Measuring performance of Matrix eQTL and other eQTL software

For BLAS performance testing see this page.

This page contains details on how we measured the performance of Matrix eQTL and other eQTL methods. We consider it very important that all details are clear, so that any one can generate the same dataset, run the same scripts, and observe the same results.

The cystic fibrosis data set used for testing has not been made public at this moment, so we provide an artificial data set with the same number of samples and variables:

7zip logo icon  Big sample data set (7zip archive external link).

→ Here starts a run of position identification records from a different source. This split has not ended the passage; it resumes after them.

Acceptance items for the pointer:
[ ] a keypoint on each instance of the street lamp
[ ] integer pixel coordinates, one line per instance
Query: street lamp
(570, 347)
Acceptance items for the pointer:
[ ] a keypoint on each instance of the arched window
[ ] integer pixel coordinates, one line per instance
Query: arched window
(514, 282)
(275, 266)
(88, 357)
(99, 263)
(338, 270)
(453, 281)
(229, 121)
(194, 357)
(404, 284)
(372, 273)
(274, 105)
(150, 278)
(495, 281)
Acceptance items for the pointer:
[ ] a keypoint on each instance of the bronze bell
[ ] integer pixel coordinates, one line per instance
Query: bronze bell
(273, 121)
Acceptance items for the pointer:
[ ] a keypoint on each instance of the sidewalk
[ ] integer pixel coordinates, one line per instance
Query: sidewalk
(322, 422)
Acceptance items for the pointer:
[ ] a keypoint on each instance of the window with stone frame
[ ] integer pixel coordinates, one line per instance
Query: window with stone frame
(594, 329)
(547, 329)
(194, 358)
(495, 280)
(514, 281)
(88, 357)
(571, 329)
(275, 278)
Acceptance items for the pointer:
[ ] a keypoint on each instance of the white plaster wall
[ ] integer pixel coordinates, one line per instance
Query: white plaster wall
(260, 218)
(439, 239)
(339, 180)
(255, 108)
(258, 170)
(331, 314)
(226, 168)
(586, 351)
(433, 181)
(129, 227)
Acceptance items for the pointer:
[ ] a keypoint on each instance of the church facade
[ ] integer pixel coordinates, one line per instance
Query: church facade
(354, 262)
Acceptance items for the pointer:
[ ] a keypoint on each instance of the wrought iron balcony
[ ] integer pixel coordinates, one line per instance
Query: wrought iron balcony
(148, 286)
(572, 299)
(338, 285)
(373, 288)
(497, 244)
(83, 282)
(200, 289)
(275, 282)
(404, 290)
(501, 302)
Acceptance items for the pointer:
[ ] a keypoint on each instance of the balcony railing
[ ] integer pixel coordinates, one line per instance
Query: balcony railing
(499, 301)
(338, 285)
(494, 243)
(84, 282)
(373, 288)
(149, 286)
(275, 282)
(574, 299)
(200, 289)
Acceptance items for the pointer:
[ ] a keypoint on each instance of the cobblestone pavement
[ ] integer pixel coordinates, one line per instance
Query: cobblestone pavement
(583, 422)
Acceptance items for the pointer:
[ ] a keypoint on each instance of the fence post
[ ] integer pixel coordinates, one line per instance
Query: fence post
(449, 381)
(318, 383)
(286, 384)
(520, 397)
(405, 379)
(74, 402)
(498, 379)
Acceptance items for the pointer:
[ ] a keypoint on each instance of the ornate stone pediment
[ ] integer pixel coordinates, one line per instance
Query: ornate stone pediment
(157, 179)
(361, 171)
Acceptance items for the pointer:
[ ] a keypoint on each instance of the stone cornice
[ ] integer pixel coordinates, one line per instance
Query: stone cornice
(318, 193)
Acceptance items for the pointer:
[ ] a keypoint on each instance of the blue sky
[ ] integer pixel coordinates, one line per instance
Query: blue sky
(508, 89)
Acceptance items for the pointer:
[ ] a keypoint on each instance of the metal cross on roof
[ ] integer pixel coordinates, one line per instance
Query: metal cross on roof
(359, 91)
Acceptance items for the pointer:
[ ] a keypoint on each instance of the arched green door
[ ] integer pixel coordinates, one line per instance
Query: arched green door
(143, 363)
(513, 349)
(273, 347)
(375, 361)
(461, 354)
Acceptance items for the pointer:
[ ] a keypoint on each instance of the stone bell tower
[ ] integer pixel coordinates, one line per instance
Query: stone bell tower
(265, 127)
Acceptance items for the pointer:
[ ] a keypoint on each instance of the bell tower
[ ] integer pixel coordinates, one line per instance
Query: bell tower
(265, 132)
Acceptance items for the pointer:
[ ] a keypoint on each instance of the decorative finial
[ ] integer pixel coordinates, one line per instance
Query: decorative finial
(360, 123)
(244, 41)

The test data set was generated to have 2,201 genes and 57,333 SNPs over 840 samples, thus having about 10% of genes, 10% SNPS, and full set of samples of the cystic fibrosis dataset. The dataset was generated with a fixed seed of random number generator. The following Matlab code generates the data and saves it in all required formats.

Matlab code for generating the test dataset.

The analysis time for the whole dataset is then estimated as 100 times the time to analyze the test set. It took Matrix eQTL only 9 to 12 seconds to analyze the test dataset, which is too small to make precise prediction about the full dataset. Thus, I ran Matrix eQTL on the full dataset as well.

Where possible, the analysis time and the time requred to load the data were measured separately. In other instances, the 'load' time and the 'load+analysis' time were measured and the time of eQTL analysis was estimated as the difference between those.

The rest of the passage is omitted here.